It’s no secret that Evite partners with tons of iconic artists and brands—including Disney, Larsen McDowell and Amber Vittoria—but we’re also proud to say we have truly incredible in-house artists creating some of our most-loved invitations. Meet Susan J. Park, Katie Kwak and Elizabeth, our fantastically talented trio of invitation designers, and learn more about their work, how they got started in design and what inspires them!
Susan: I've always had a strong inclination toward drawing ever since I was a kid, and I was mostly influenced by film, music and animation. I spent so much of my free time drawing growing up that it was hard for me to envision a future that didn't involve art in some way.
Katie: I’ve always been interested in arts and crafts and have been drawing ever since I could remember! Growing up, my parents were always supportive of my interest in art and took me to different after-school art classes which definitely helped with my technical skills and just fueled my passion for it even more.
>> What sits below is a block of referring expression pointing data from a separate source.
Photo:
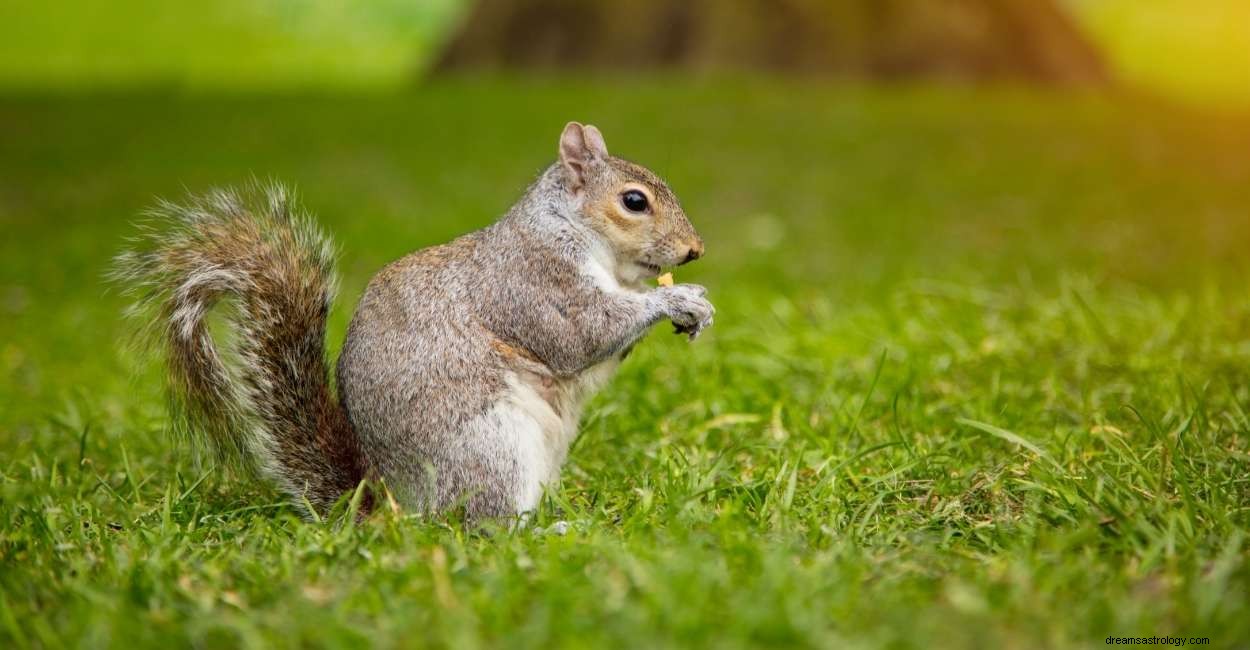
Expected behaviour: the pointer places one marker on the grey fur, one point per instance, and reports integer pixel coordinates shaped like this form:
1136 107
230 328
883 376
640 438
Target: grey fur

Elizabeth: I honestly don’t remember a time in my life when I did not think I would become an artist/designer. One thing I love about art/design is that it’s a form of expression. Growing up, I was a closed book and it was hard for me to convey my true thoughts and feelings to others. I believe graphic design is my form of communication. I love that I get to tell stories and connect with others through my designs.
Some of Susan’s Evites
Susan: Playful, vibrant, bold
Katie: Nostalgic, playful, simple
Elizabeth: Minimalistic, dainty, modern
Susan: The ultra-fabulous amazing design team, of course. There's a ton of collaboration through feedback and ideas within the team which is so valuable to have. In terms of specific artists, Yoshitomo Nara inspired me ever since I was in high school. Many of his works evoke a sense of rebellion and mischief which I related to a lot as a teenager. These days I'm inspired by unique artists that I come across online and it'd be impossible to list them all. But I especially love to look for art involving different disciplines and mediums. I follow a variety of printmakers, ceramic artists, embroidery artists, surface designers and so on that inform my own work. I think it's refreshing to look at art that isn't immediately related to digital design.
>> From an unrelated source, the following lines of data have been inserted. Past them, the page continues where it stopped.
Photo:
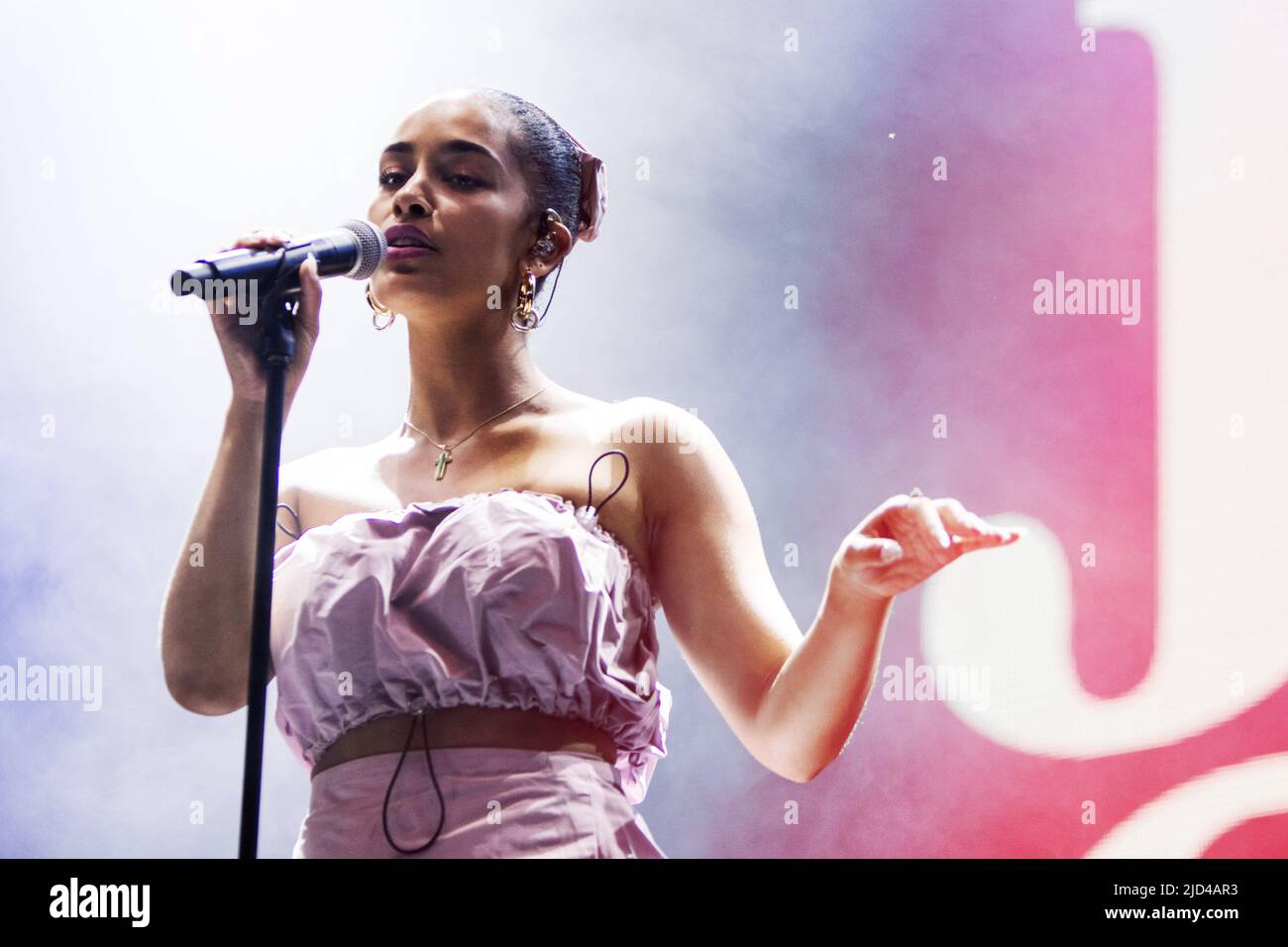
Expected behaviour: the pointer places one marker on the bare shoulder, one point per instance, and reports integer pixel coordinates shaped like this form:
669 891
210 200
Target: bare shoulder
683 454
309 484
Katie: I know this is as cliche as it gets, but Monet has always been a reference for me for the colors he uses as well as the softness he is able to execute with his brushstrokes. I also really admire Dick Bruna’s simple illustrations and his skill in removing all unnecessary details from his storytelling. As for more contemporary artists, Kim Sujin is an illustrator whose work always inspires me in the way she humorously pairs small words and phrases with her rough line drawings.
Elizabeth: Jessica Walsh. I’m really drawn to her because her style is very different from mine. Her style is very bold and it pushes/inspires me to challenge myself to get out of my comfort zone. Also, Henn Kim. I love that she creates art that expresses feelings that a lot of her audience can relate to. She inspires me to be more raw and honest in my designs.
Some of Katie’s Evites
Susan: I love that I'm encouraged to explore and experiment with different techniques. People host all kinds of events that call for a variety of stylistic approaches—some are casual, while others can be more formal, so it's rewarding to create a design that really fits the theme of a specific party. Recently, the team designed invitations with a more Gen Z appeal which were super fun to do.
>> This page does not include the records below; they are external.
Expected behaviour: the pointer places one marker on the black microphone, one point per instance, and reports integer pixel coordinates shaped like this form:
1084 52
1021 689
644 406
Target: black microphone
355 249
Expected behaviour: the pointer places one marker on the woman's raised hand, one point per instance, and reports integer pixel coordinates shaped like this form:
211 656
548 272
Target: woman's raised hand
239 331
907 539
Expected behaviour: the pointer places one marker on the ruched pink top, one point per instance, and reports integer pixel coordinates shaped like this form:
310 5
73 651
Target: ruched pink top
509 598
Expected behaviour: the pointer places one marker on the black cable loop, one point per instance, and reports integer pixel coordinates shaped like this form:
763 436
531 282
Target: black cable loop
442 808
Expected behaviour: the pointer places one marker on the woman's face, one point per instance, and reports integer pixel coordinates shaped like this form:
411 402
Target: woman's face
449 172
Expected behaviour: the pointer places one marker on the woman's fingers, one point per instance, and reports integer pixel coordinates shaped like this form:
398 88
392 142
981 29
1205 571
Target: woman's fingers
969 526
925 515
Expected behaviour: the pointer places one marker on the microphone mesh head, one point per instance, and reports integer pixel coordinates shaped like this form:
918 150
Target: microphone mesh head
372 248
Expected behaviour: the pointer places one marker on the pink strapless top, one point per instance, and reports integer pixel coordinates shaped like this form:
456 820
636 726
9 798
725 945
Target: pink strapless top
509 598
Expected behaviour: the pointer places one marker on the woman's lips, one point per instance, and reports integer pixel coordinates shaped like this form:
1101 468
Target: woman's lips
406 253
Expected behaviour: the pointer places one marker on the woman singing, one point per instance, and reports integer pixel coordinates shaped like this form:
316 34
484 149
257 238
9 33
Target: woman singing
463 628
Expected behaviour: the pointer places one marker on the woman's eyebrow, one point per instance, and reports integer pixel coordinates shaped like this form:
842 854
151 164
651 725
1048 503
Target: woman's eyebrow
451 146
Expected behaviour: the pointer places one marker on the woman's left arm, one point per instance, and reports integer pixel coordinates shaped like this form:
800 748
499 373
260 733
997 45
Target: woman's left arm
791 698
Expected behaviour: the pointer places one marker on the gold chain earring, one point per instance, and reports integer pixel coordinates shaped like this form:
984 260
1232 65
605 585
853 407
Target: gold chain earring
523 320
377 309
Katie: I feel really lucky to have this job here as an illustrator because illustrator jobs like this are a little niche and uncommon. My favorite thing about working here is just the opportunity to experiment and explore different styles, subject matter, color palettes, mediums, etc! I’ve definitely learned so much from just being here and having the chance to work on so many different projects, even if they aren’t a part of invitation design.
Elizabeth: The creative freedom that we have in creating our invitation designs.
Susan: Prioritize a healthy work-life balance. The time you spend gathering inspiration and replenishing your energy is as important as the time you spend outputting your art. If you're ever in a creative slump, I recommend connecting with artists in your local communities. Meeting other artists, especially in person, can be energizing and motivating.
Katie:I would just say to take every chance to try new things and learn different skills because even if it’s something you wouldn’t personally make for your own portfolio, everything is a learning experience! Just from trying to figure out how to execute particular designs, I’ve learned skills that I know I will use and benefit from in the future with different projects in my career.
Elizabeth: Continue to learn. Art is ever-changing and there are always new trends and tricks out there. Don’t be afraid to get out of your comfort zone! Keep an open mind, experiment and continue to be curious!